Given that $\nabla_{\Theta^{(2)}}Z^{(2)}$ contains the partial derivatives w.r.t. each weight in $\Theta^{(2)}$, $\nabla_{\Theta^{(2)}}Z^{(2)}$ must be equal to the activations of the hidden layer $A^{(2)}$. If we assume that the hidden layer has three neurons, $\nabla_{\Theta^{(2)}}Z^{(2)}$ must therefore be of shape $3 \times 75$. Multiplying ${\nabla_{b^{(2)}}}C$ by the transpose of $\nabla_{\Theta^{(2)}}Z^{(2)}$ yields a $10 \times 3$ matrix that matches the shape of $\Theta^{(2)}$. Note that had we not transposed $\nabla_{\Theta^{(2)}}Z^{(2)}$, we wouldn’t have been able to multiply the two matrices, since their original shapes don’t match up.

Matrix multiplication can be quite tricky to wrap one’s head around, so don’t sweat it if you are a bit perplexed. Just know that, had we been dealing with scalars, the equivalent expressions would look like this:

€€ \frac{\partial C}{\partial b^{(2)}} = \frac{\partial C}{\partial \hat{y}} \cdot \frac{\partial \hat{y}}{\partial z^{(2)}} €€ €€ \frac{\partial C}{\partial \Theta^{(2)}} = \frac{\partial C}{\partial \hat{y}} \cdot \frac{\partial \hat{y}}{\partial z^{(2)}} \cdot \frac{\partial z^{(2)}}{\partial \Theta^{(2)}} €€

We now have the derivatives of $C$ w.r.t. each individual weight in $\Theta^{(2)}$. However, these are the *combined* gradients of all 75 samples in our mini-batch. To get some truly useful values, we simply have to divide by 75. This way, we again get the *average* of our 75 individual gradients, and we will thus minimize the loss function in a way that satisfies the greatest possible number of samples. Neat!

One more thing regarding the above expression: When you do element-wise multiplication between $\nabla_{\hat{Y}}C$ and $\nabla_{Z^{(2)}} \hat{Y}$, you discover something wonderful: It turns out that it simplifies to $\hat{Y}-Y$.

Knowing all of this, the final expression for $\nabla_{\Theta^{(2)}}C$ for a mini-batch of $m$ samples can now be expressed as:

€€ \nabla_{\Theta^{(2)}}C = \frac{1}{m}((\hat{Y}-Y) \times (A^{(2)})^{\text{T}}) €€

Our hypothetical network has one hidden layer, which means it has two sets of weights and biases. We will therefore need to find $\nabla_{\Theta^{(1)}}C$ and $\nabla_{b^{(1)}}C$ as well. Since derivations like these can become quite tedious, I will skip most of them going forward. If you want, you can try and do them yourself — it’s a good exercise!
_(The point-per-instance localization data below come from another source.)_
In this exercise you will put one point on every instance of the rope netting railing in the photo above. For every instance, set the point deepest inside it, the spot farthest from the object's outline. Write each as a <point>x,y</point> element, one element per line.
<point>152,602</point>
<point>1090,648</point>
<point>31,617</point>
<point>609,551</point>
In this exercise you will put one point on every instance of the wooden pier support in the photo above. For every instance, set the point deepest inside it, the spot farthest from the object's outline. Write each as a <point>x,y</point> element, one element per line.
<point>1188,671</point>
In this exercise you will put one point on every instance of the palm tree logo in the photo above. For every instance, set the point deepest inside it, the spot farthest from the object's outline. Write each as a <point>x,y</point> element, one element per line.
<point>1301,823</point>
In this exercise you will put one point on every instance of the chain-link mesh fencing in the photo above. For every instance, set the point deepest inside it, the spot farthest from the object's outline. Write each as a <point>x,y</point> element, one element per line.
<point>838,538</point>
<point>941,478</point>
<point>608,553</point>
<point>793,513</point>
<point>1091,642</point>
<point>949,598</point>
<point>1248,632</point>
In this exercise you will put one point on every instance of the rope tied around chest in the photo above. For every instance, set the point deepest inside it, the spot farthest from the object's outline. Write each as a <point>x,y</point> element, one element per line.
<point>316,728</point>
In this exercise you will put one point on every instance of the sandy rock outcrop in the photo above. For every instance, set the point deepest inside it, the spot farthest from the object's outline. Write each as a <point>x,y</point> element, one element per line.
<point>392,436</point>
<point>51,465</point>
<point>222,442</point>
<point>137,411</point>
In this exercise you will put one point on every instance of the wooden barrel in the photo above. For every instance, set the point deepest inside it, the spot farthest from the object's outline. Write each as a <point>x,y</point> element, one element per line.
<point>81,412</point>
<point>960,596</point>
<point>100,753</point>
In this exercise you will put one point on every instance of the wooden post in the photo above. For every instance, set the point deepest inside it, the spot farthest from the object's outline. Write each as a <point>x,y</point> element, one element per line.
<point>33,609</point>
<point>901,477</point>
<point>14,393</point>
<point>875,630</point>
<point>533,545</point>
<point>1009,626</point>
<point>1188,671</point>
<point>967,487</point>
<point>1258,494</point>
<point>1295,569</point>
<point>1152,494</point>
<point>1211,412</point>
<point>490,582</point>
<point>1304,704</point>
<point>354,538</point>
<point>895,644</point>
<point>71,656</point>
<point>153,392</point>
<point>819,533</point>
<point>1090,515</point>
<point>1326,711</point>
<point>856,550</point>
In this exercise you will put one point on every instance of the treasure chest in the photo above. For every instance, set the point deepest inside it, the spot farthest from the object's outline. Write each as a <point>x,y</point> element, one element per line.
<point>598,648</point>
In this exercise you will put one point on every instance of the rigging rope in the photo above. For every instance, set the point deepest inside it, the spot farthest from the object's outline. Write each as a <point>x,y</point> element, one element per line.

Once you have found the gradients for all weights and biases, it is time to update their values. In Pt. 2, we updated our parameters using the following update rule:

€€ \Theta^{(i)}:=\Theta^{(i)}-\nabla_{\Theta^{(i)}}C €€

This time, we are going to do *almost* the same; the slight twist being that I am going to introduce a **learning rate**. As the name implies, a learning rate (denoted $\alpha$) determines the rate with which our model learns, and is simply a coefficient on the gradient. While a learning rate sounds like something you would want to crank all the way up, this immediately creates a problem.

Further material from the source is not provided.